Sprouts outlines plans for unique loyalty program

Points-based system will begin testing in two markets this year

The new loyalty program that Sprouts Farmers Markets is planning to begin testing this year will be unique in the grocery marketplace, company executives said at an investor conference on Tuesday.

The retailer only has first-party data on about 11% of its customers, compared with “north of 80%” for many supermarket operators that have loyalty programs, said Jack Sinclair, chief executive officer.

“We need more people signing up to be part of the loyalty program,” he said. “We’re investing in what needs to happen for the future so that we increase the number of people who are giving us that first-party information.”

The company will likely end up somewhere between the 11% and 80% mark in terms of access to first-party data once the loyalty program rolls out and builds momentum over the next few years, said Curtis Valentine, chief financial officer.

“At the moment, we have the danger of trying to sell grass-fed beef to vegetarians, which is not a smart move,” Sinclair said.

As previously reported, Sprouts is slated to begin testing the new loyalty program this summer, with plans to roll it out sometime next year.
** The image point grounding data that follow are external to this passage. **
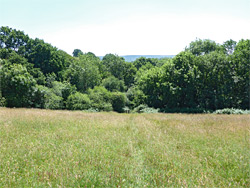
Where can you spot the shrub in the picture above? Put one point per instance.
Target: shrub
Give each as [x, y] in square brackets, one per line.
[118, 101]
[185, 110]
[113, 84]
[2, 102]
[101, 98]
[143, 108]
[231, 111]
[47, 99]
[78, 101]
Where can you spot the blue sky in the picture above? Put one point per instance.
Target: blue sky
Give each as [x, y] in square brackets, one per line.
[128, 27]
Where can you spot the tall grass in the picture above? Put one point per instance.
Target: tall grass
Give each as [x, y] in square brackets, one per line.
[43, 148]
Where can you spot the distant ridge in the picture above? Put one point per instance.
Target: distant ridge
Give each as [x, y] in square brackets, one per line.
[130, 58]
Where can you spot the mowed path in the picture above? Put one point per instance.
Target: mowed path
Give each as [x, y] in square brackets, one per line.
[75, 149]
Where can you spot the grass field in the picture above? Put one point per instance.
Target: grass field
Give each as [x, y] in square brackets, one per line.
[43, 148]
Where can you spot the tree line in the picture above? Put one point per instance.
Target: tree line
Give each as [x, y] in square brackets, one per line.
[205, 76]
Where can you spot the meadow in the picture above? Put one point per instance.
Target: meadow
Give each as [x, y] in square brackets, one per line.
[45, 148]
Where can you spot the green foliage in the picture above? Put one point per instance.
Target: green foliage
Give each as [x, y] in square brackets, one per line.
[135, 97]
[114, 65]
[118, 101]
[101, 98]
[78, 101]
[232, 111]
[84, 73]
[143, 108]
[17, 85]
[2, 102]
[48, 98]
[113, 84]
[77, 52]
[205, 77]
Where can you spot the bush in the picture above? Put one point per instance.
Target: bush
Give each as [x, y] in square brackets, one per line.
[118, 101]
[231, 111]
[47, 99]
[135, 97]
[113, 84]
[185, 110]
[2, 102]
[143, 108]
[78, 101]
[101, 98]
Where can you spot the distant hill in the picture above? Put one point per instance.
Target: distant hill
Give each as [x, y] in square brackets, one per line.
[130, 58]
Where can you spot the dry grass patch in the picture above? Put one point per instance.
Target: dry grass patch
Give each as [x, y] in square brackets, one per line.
[74, 149]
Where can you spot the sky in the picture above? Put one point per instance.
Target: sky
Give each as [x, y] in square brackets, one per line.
[128, 27]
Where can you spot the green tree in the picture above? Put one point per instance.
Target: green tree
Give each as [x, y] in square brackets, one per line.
[78, 101]
[77, 52]
[18, 86]
[84, 73]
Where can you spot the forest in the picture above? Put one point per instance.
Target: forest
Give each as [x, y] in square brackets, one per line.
[206, 76]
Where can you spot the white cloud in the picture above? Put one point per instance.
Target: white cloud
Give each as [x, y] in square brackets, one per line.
[163, 34]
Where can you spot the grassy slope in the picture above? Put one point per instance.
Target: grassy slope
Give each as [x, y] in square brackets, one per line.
[75, 149]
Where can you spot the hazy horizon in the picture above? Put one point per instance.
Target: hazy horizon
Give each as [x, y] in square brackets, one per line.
[128, 27]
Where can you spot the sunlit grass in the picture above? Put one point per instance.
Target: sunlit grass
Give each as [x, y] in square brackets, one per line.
[42, 148]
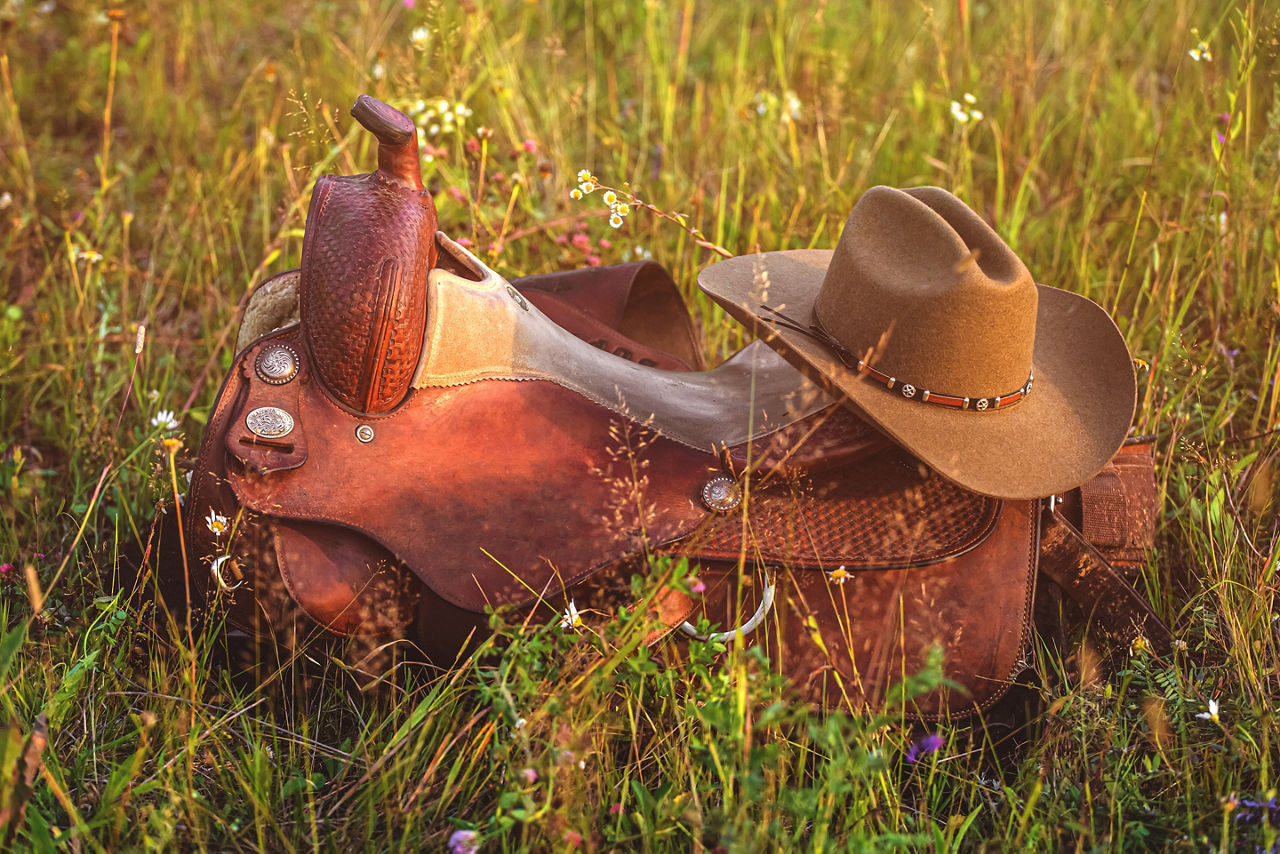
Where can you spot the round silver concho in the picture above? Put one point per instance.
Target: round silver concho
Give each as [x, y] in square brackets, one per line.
[722, 494]
[277, 365]
[269, 421]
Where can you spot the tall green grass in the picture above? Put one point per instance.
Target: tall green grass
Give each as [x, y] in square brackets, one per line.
[154, 168]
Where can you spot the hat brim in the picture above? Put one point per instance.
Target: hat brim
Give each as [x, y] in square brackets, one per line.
[1054, 439]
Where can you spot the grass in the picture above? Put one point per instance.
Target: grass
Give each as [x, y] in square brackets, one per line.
[154, 168]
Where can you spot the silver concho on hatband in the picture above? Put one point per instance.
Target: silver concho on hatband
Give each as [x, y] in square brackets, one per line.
[269, 421]
[722, 494]
[277, 365]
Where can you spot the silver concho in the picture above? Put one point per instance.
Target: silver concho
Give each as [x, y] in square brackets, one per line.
[277, 365]
[269, 421]
[722, 494]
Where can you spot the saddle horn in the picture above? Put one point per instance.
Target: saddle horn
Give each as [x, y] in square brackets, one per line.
[368, 249]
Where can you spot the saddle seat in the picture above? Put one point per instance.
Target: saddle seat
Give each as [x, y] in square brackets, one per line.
[480, 328]
[553, 457]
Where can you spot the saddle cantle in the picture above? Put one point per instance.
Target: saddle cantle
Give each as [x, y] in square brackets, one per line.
[429, 441]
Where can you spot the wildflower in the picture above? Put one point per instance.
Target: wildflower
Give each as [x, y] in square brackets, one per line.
[216, 523]
[164, 420]
[571, 619]
[792, 106]
[1201, 51]
[216, 570]
[1252, 812]
[1211, 715]
[931, 743]
[464, 841]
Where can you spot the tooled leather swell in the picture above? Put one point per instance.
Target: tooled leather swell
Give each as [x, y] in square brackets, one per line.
[362, 291]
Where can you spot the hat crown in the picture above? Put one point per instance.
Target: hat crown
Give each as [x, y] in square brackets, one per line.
[927, 292]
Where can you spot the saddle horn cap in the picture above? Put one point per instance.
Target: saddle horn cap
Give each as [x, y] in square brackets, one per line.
[397, 140]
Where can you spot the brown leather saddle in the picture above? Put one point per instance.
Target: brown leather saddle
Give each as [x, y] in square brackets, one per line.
[429, 441]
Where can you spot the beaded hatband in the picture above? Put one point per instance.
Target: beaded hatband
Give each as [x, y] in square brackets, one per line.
[906, 389]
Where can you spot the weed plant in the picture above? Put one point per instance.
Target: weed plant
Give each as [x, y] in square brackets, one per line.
[155, 165]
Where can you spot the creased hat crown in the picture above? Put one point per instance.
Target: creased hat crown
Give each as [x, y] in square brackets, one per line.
[924, 291]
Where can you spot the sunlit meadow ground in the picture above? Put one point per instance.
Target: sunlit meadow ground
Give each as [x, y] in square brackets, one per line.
[155, 165]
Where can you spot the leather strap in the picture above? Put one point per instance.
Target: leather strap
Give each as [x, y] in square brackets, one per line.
[1107, 601]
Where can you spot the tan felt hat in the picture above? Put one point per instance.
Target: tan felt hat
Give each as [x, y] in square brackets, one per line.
[936, 332]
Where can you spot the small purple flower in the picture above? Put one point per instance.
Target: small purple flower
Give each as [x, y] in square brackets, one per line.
[464, 841]
[931, 743]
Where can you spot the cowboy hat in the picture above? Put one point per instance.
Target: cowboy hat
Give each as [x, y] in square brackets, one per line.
[935, 330]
Sinclair said the company plans to begin testing the new, points-based loyalty program in two markets this year, with additional test markets to follow later in the year.

Much like the company’s efforts to offer a differentiated product assortment that targets health-oriented customers and customers with specific dietary preferences, the loyalty program will also seek to offer a differentiated experience, he said.

“I don’t want it to be like anyone else’s loyalty [program],” Sinclair said, noting that it will seek to create a more personalized experience for Sprouts’ specific shopper niche.

He also said Sprouts was seeing early success with its newer stores in the Mid-Atlantic region, including in Philadelphia and Baltimore. The company will likely look to open a distribution center in the Mid-Atlantic region in about two to three years, said Valentine.

“It really is about the produce volume we do in the stores, but it’ll be somewhere between 30 to 40 stores,” he said. “Once we get that critical mass in that market, it will make sense for us to put a distribution center in the ground.”

In other news, Sprouts on Tuesday said it has added nine more name, image, and likeness (NIL) agreements with collegiate women athletes from schools in the retailer’s markets around the country. The company has now executed more than 150 such deals since it launched the program in 2022, including 45 new agreements that were signed last year.

The new partners include athletes from collegiate basketball, volleyball, softball, gymnastics, and track and field programs.

“Sprouts remains steadfast in our commitment to elevate women’s athletics through our ongoing NIL partnerships with talented athletes,” said Alisa Gmelich, senior VP and chief marketing officer, Sprouts, in a statement.